In her new book, Kelly Valen dives takes a look at why for some women "friends" can actually do terrible damage and leave only hurtful memories.
From high school to the work force, Valen researched why well over half of women enter into friendships with other women with distrust and what effect that can have on their life.
Read an excerpt of the book below, and head to the "GMA" Library for more good reads.
There is a kind of quilt called a friendship quilt, but I imagine all of mine, no matter what their pattern, are emblems of female friendship, that essential thread that has so often kept the pieces of my own life together, and from time to time kept me from falling apart.
Before we sully ourselves with the darker aspects of our relationships, I want to make sure we're keeping our eye on the prize by underscoring a fundamental but critical point: Most of us appear to value and adore our women like nothing else.

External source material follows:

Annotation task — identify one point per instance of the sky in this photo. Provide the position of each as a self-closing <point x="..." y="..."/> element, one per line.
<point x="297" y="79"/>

And that would include me. By far, the most unsettling bits of criticism hurled my way have stemmed from accusations that I must hate women or hate myself, probably suffered an intimacy-starved childhood, or never experienced females at their best. None of that is true. The joys of female intimacy swaddled me straight out of the gate, actually, and have always remained apparent. Amazing men have touched my life, and I often have an easier initial rapport with guys, but my most compelling ties, notwithstanding the struggles, have been with women.
Take my grandmothers, two of whom lived in the house next door to me throughout my entire Minnesota childhood. For a developing girl to have enjoyed such supportive, generous, and low-drama role models—well, we should all be so lucky. These were women of strength, authenticity, and grace, the real McCoys. Part of their gift to me growing up was about blood ties, sure, but much of it was plain old gender. They lifted, pushed, and pulled all the girls and women in their orbit up, maybe because it's just what women did back then. Through years of nothing more extraordinary than random chitchat, heated games of gin rummy and hide the thimble, intense baking and jam-making sessions, and quiet reading side by side, they drew me in and showed me that, ultimately, we could count on our women. They were my safety zone, my go-to counsel, my Giving Trees, always available with a patient ear and unilateral no questions asked, no strings attached, no guilt involved brand of support—the kind a lot of developing girls out there could use. I had loving parents, four siblings, an attention-starved dog on a chain, a true saint for a grandpa, and plenty of kids in the neighborhood to draw on, but as anyone from that era can attest, you could usually find me next door with the ladies.